5. "Verification of Open Systems" Moshe Y. Vardi Rice University In computer system design, we distinguish between closed and open systems. A closed system is a system whose behavior is completely determined by the state of the system. An open system is a system that interacts with its environment and whose behavior depends on this interaction. The ability of temporal logics to describe an ongoing interaction of a reactive program with its environment makes them particularly appropriate for the specification of open systems. Nevertheless, model-checking algorithms used for the verification of closed systems are not appropriate for the verification of open systems. Correct verification of open systems should check the system with respect to arbitrary environments and should take into account uncertainty regarding the environment. This is not the case with current model-checking algorithms and tools. Module checking is an algorithmic method that checks, given an open system (modeled as a finite structure) and a desired requirement (specified by a temporal-logic formula), whether the open system satisfies the requirement with respect to all environments. In this paper we describe and examine module checking problem, and study its computational complexity. Our results show that module checking is computationally harder than model checking. This work was done jointly with Orna Kupferman during the DIMACS Special Year on Logic and Algorithms.

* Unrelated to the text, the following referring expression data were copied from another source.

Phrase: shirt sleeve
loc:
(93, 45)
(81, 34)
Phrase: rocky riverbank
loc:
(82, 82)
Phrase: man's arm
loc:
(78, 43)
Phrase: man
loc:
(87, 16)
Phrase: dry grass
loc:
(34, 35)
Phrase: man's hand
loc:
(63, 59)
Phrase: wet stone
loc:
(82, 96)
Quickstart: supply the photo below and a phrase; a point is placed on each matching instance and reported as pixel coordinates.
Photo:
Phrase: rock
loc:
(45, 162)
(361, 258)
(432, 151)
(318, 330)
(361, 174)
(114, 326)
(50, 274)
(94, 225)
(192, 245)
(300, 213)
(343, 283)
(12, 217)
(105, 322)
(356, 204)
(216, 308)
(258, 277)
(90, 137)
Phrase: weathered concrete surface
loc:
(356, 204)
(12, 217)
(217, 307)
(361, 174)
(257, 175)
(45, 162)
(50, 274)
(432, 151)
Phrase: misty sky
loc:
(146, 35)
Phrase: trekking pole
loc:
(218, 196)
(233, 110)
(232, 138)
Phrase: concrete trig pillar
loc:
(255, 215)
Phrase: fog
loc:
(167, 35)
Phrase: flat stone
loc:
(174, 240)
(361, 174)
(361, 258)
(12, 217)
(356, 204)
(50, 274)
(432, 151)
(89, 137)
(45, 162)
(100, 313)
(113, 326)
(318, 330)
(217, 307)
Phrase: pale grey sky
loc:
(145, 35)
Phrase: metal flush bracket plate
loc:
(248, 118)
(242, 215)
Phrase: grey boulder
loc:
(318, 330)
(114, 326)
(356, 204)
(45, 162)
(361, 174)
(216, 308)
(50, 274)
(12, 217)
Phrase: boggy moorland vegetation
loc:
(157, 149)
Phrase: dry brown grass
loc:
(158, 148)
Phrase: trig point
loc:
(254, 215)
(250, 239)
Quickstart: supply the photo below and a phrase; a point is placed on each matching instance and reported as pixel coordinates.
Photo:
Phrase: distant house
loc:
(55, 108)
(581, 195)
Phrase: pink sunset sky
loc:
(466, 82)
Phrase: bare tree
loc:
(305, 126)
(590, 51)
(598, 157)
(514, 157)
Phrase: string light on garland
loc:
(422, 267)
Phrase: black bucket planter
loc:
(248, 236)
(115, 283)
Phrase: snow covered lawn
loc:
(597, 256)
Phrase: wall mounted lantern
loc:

6. "Sampling by Markov Chains: How to Speed It Up?" Laszlo Lovasz Yale University Random walk techniques have many applications to the problem of sampling, i.e., to the problem of generating a random element from a given distribution. Applications of such methods include simulation in statistical mechanics, combinatorial enumeration, integration, volume computation, generation of contingency tables, and optimization over convex bodies. The crucial issue in this applications is the "mixing time" of the random walk, i.e., the speed of convergence to the stationary distributions. Focusing on the application to sampling from a convex body, we discuss basic techniques an new developments in the analysis and improvement of sampling algorithms. In particular, we show how a "log-Cheeger inequality" improves mixing time bounds (joint work with Ravi Kannan), and how "lifting", a general construction suggested by the work of Diaconis, Holmes and Neal, leads to dramatic improvement in the mixing time (not just in the bound!) in some cases (joint work with Fang Chen and Igor Pak).